The Amsterdam Declaration 2000: Evangelism in the New Millennium

Ordained Minister, M.Div.
July 13, 2026
3 min read

In the summer of 2000, more than ten thousand evangelists from 209 countries gathered in Amsterdam at the invitation of the Billy Graham Evangelistic Association. The gathering, called Amsterdam 2000, was the largest global conference of evangelists in Christian history. Its culminating document, the Amsterdam Declaration, sought to articulate the convictions about evangelism that united this diverse global gathering at the threshold of a new millennium.
The declaration affirms the absolute uniqueness and necessity of Jesus Christ for salvation. It states plainly: 'Of all the tragic needs of human beings, none is greater than their alienation from their Creator.' And it insists that 'the only way to know God in peace, love, and joy is through the reconciling death of Jesus Christ the risen Lord.' This commitment to exclusive salvation through Christ was not incidental but definitional — the declaration positioned itself against religious pluralism and the view that sincere devotion to other faiths might be salvifically sufficient.
The declaration also addresses the relationship between evangelism and social concern, following a trajectory established by the Lausanne Covenant of 1974. It affirms that authentic evangelism includes a concern for the whole person and that social action is a natural consequence of genuine conversion. But it is equally clear that social action is not a substitute for proclamation: the heart of evangelism is calling people to repentance and faith in Christ.
One of the declaration's most distinctive contributions is its treatment of the spiritual dimensions of evangelism. It affirms that 'spiritual warfare' is real — that the evangelist works in a context where demonic forces actively resist the spread of the gospel — and that prayer, dependence on the Holy Spirit, and spiritual discernment are therefore essential to effective evangelism. This charismatic and pneumatological emphasis reflected the global composition of Amsterdam 2000, in which Pentecostal and charismatic Christians from the global South played a significant role.
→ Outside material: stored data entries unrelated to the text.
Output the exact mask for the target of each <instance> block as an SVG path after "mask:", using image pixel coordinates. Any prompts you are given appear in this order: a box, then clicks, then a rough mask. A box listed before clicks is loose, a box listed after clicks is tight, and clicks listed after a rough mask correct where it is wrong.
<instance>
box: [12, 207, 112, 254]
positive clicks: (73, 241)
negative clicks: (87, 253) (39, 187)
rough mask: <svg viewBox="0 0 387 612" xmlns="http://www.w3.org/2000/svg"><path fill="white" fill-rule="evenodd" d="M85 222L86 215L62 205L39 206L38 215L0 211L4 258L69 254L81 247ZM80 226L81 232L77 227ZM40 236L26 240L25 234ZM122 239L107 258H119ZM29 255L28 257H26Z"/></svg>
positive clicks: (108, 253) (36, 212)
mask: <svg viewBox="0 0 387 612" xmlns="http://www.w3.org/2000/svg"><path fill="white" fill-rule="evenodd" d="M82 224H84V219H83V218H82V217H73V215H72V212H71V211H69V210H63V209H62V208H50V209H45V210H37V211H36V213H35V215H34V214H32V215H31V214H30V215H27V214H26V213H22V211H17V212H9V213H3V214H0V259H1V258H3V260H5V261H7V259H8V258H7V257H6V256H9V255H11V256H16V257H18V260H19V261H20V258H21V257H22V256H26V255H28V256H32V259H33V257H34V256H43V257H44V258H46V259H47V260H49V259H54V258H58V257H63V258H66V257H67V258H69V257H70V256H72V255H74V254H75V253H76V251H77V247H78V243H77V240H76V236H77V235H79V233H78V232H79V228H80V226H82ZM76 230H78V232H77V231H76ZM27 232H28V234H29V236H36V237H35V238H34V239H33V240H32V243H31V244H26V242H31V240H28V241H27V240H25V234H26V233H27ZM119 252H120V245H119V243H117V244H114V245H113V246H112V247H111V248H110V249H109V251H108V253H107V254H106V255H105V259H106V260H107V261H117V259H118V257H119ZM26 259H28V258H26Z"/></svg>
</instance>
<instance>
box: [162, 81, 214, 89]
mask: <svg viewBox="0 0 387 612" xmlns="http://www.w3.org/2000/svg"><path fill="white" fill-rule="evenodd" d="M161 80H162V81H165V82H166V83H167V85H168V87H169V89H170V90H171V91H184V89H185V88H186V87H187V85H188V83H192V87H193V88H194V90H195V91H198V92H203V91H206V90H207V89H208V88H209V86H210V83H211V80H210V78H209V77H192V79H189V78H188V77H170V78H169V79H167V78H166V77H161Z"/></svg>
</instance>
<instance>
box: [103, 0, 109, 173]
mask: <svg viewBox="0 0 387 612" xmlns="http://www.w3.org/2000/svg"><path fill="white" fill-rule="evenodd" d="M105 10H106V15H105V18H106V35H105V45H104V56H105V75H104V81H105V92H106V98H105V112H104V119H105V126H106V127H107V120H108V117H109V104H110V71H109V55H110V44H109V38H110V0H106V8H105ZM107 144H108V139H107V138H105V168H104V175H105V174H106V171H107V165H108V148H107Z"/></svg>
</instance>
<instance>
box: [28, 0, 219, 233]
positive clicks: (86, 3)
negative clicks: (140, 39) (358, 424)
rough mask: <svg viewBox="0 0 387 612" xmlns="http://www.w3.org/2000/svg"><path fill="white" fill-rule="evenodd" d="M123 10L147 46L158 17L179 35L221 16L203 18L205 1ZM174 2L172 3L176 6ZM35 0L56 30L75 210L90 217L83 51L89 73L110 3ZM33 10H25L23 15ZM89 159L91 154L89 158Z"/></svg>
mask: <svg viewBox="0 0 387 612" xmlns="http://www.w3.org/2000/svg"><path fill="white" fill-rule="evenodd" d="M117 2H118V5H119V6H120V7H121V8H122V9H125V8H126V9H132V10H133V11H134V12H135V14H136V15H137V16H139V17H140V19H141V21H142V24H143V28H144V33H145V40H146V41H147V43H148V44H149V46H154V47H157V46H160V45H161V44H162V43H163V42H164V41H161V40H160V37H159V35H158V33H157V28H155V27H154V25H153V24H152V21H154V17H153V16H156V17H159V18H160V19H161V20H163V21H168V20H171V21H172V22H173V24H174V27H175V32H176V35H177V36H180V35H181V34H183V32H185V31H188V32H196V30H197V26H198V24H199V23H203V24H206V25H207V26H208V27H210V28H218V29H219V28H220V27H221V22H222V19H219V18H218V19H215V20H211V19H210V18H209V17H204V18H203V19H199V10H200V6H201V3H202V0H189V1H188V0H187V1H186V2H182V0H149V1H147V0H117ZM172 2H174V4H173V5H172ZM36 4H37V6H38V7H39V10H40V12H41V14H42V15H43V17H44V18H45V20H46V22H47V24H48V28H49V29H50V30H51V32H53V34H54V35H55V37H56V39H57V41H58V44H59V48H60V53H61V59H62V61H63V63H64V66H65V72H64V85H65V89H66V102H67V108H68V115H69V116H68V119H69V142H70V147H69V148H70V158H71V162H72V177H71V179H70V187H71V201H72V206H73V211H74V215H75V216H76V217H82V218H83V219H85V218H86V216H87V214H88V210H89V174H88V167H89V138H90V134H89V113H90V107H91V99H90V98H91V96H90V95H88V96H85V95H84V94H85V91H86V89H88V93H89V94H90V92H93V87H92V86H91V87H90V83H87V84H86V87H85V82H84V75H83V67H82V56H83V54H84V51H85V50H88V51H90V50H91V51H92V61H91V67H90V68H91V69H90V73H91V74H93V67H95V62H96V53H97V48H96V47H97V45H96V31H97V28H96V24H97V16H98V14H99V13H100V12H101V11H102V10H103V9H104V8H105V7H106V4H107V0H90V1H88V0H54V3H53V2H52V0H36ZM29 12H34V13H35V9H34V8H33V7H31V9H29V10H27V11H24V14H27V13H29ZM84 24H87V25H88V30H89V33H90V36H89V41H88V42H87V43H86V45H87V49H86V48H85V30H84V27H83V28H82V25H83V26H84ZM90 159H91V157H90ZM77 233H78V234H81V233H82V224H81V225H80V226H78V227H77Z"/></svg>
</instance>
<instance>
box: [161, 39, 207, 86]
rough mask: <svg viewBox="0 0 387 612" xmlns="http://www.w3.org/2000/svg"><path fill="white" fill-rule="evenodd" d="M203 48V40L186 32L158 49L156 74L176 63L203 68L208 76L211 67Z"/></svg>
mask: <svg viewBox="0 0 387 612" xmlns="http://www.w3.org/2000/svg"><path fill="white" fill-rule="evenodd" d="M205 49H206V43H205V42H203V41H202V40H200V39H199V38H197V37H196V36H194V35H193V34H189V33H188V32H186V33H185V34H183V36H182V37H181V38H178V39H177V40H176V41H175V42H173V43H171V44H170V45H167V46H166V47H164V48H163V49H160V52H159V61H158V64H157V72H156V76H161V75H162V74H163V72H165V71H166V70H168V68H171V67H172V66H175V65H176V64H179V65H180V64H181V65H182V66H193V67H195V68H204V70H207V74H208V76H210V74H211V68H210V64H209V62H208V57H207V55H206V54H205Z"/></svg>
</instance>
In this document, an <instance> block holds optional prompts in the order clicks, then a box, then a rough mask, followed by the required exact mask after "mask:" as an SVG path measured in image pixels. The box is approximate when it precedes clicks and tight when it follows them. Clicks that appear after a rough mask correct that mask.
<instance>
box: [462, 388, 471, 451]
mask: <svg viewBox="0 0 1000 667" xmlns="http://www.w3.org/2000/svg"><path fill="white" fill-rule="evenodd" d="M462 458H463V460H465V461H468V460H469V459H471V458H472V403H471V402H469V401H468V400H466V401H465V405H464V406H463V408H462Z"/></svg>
The declaration calls for integrity in evangelism: honest presentation of the gospel, respect for the conscience of those being evangelized, avoidance of manipulative techniques, and willingness to suffer for the sake of the message. It explicitly condemns proselytism that uses material inducements or social pressure, insisting that genuine conversion is always a free response to the message of grace.
The Amsterdam Declaration 2000 has not achieved the canonical status of the Lausanne Covenant, but it represents something important: the attempt of the global evangelical movement to speak with a unified voice about the mission that defines it. That the declaration was signed by evangelists from more than two hundred countries is itself a testimony to the remarkable expansion of Christianity in the twentieth century — and to the shared conviction that the gospel of Jesus Christ is the world's greatest need in every millennium.